Bringing together authors and translators across languages and borders, the Samanvay festival began in the national capital Thursday.

Pic courtesy: Thinkstock Photos Image for representation purpose only.

New Delhi: Bringing together authors and translators across languages and borders, the Samanvay festival began in the national capital Thursday.

For the first time, the festival will this year host writers from Nepal, Sri Lanka and Bangladesh.

The fourth edition of the Samanvay - IHC Indian Languages Festival 2014 - will continue until Nov 9, featuring more than 90 speakers and performers on 20 languages and dialects.

The theme for this year's festival is ‘Translations Transnations’ which will focus on Indian languages which have a transnational presence like Bangla, Bhojpuri, Chhattisgarhi, English, Hindi, Konkani, Malayalam, Punjabi and Sanskrit. It hopes to kindle a discourse on how languages and selves belittle borders and boundaries and mingle with each other.

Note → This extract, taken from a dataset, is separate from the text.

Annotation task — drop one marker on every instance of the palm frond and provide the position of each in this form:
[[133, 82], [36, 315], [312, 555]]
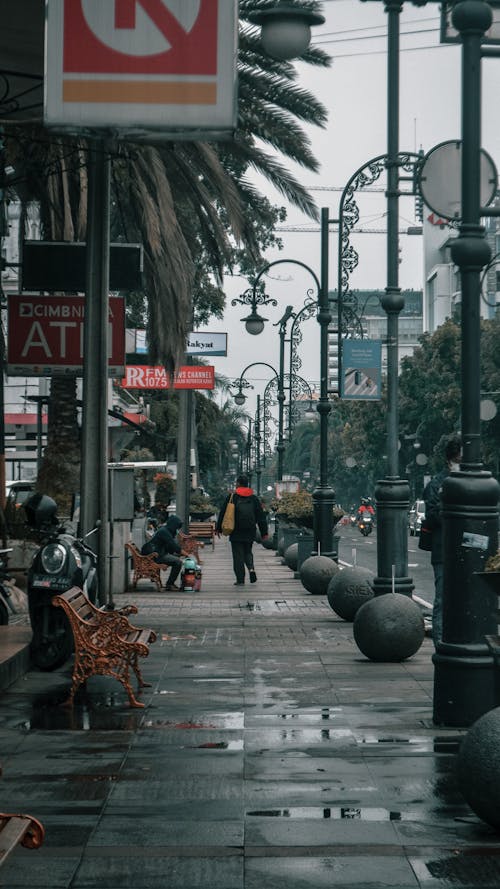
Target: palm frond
[[168, 267], [278, 175]]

"Samanvay this time traces the cross-border journeys of collective selves which define their identity by the language they speak. It brings together voices from margins of all kinds: socio-cultural, political and linguistic. It covers languages from Bastar to Nagaland and brings together writers, activists and artists from Dantewada to Dhaka...," creative director of the festival Giriraj Kiradoo said.

Eminent Hindi poet Ashok Vajpeyi, who delivered the inaugural lecture, said that "literature is born out of a deep love of the world".

The festival is being held in collaboration with National Book Trust, Delhi Press and REC Limited, among others.